WASHINGTON — Sales of new homes took the biggest monthly jump in 47 years in March, while orders for most large manufactured products rose by the largest amount since the recession started.
The two reports were a sign that the recovery is picking up speed, and some economists are raising their estimates for U.S. economic growth this year.
"The recovery has been proceeding at a more rapid pace than we thought," said Zach Pandl, economist with Nomura Securities in New York.
Factories are benefiting from a sharp increase in orders from U.S. and foreign businesses. But the housing market's fuel is coming from a less sustainable source: government subsidies. Some analysts predict demand for homes will fall again over the summer, preventing the beleaguered sector from adding much to the economic recovery.
The government is offering an $8,000 tax credit for first-time buyers and $6,500 for current homeowners who buy and move into another property. To qualify, buyers must have a signed contract complete by the end of April and need to finish their transaction by the end of June.
Major homebuilders like Lennar Corp., Hovnanian Enterprises Inc. and MDC Holdings Inc. are aggressively promoting countdowns to April 30 or "last chance" sales on their websites.
MDC Holdings, which builds communities in 10 states under the name Richmond American Homes, is also offering to pay closing costs for buyers. But CEO Larry Mizel warned investors Friday, "we remain cautious due to the impending expiration of the federal homebuyer tax credit and depressed overall economic conditions."
"I expect we'll see a very sharp drop back," possibly to new record lows, said Paul Ashworth, senior U.S economist with Capital Economics
Elsewhere, other businesses are accelerating spending. That's critical to nation's recovery because consumers aren't spending as freely as in previous rebounds.

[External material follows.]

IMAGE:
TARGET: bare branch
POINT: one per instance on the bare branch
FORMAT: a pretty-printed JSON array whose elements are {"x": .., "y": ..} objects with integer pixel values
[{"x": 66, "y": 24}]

New orders for durable goods — those expected to last at least three years — fell by 1.3 percent, the government said. But excluding demand for aircraft and other transportation goods, orders surged 2.8 percent, much more than analysts had projected.
"Firms are finally putting their money where their mouths are and betting on a rebound," Diane Swonk, chief economist at Mesirow Financial, wrote in a note to clients.
Orders for capital goods such as machinery and computers — a key measure of business investment — jumped by 4 percent, more than many economists forecast and the second straight increase.
Companies are also increasing their inventories, the report Friday showed, though at a modest pace. Rising inventories can be a sign of confidence in future sales. Stockpiles of durable goods rose 0.2 percent in March, the department said, the third straight monthly gain.